O macaquinho sai das sombras da árvore. À medida que a luz fraca ilumina o ambiente, ele revela sua verdadeira cor: verde. Como grama molhada, era um belo verde vivo e jovem.
— Você não é daqui, é?
Dandara engole em seco.
— Não…
E mais uma olhada é lhe dada de cima a baixo.
— Como chegou aqui?
— Hm… Navio?
— Imbeciu! — Esbravejou ele, expondo seus caninos afiados e lançando em sua direção a fruta que comia. Por questão de centímetros, Dandara consegue evitar de se sujar. — Se não souber velejar por essas águas, o navio é destruído! — Ele prossegue. — Trombas d'águas, ondas e redemoinhos dariam conta de qualquer um! E se não dessem… as criaturas marinhas dariam. Como chegou aqui?!

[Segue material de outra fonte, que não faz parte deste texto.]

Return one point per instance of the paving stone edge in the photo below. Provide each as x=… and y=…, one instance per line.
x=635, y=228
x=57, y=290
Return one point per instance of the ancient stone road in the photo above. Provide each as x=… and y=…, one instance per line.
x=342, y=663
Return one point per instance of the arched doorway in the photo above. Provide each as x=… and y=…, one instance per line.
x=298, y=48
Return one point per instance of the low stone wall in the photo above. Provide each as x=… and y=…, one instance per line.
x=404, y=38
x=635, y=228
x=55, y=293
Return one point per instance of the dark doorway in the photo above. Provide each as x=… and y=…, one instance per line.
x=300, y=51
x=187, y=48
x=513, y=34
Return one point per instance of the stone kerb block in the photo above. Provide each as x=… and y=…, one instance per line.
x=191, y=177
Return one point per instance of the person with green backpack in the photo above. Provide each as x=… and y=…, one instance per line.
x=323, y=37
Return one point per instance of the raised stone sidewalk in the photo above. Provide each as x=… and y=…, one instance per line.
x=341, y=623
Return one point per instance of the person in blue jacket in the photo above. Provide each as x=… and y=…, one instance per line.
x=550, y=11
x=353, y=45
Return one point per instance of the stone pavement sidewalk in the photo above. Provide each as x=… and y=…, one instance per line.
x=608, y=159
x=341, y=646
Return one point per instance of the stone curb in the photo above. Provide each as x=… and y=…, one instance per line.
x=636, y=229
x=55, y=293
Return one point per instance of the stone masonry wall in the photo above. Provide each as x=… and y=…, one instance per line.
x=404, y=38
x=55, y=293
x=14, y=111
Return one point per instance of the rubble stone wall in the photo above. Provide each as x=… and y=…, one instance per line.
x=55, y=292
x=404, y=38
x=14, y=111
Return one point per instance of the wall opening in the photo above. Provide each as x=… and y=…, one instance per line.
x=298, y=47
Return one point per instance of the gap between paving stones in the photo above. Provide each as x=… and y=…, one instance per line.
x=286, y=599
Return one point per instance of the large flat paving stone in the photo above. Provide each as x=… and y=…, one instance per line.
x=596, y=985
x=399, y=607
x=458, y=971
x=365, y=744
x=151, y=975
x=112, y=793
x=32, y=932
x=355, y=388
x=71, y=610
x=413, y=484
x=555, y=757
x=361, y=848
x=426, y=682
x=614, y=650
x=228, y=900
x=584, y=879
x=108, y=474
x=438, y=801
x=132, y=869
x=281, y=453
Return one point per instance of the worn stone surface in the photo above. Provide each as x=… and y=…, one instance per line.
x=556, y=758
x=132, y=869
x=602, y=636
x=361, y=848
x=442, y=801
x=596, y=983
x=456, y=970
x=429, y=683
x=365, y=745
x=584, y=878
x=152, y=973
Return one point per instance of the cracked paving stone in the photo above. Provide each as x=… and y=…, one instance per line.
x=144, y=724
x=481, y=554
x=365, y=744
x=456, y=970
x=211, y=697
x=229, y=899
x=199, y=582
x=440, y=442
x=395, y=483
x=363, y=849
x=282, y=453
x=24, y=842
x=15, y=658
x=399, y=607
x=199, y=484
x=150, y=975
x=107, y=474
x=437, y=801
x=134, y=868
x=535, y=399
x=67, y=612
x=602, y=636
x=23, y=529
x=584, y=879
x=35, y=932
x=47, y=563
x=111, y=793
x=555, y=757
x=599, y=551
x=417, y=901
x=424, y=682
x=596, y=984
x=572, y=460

— De navio! — Dandara retalia. — Eu juro… Você que conhece esse lugar esquisito e não eu. Vim de navio, ora!
Ele a avaliou um pouco mais. Que língua afiada…
— Oh… — Ela suspira. — Entendi…
— O quê?
Ele sorri. Ao menos, o que parece um sorriso, quando suas bochechas felpudas se enchem e os cantos dos lábios se levantam. Os olhos brilham levemente em malícia.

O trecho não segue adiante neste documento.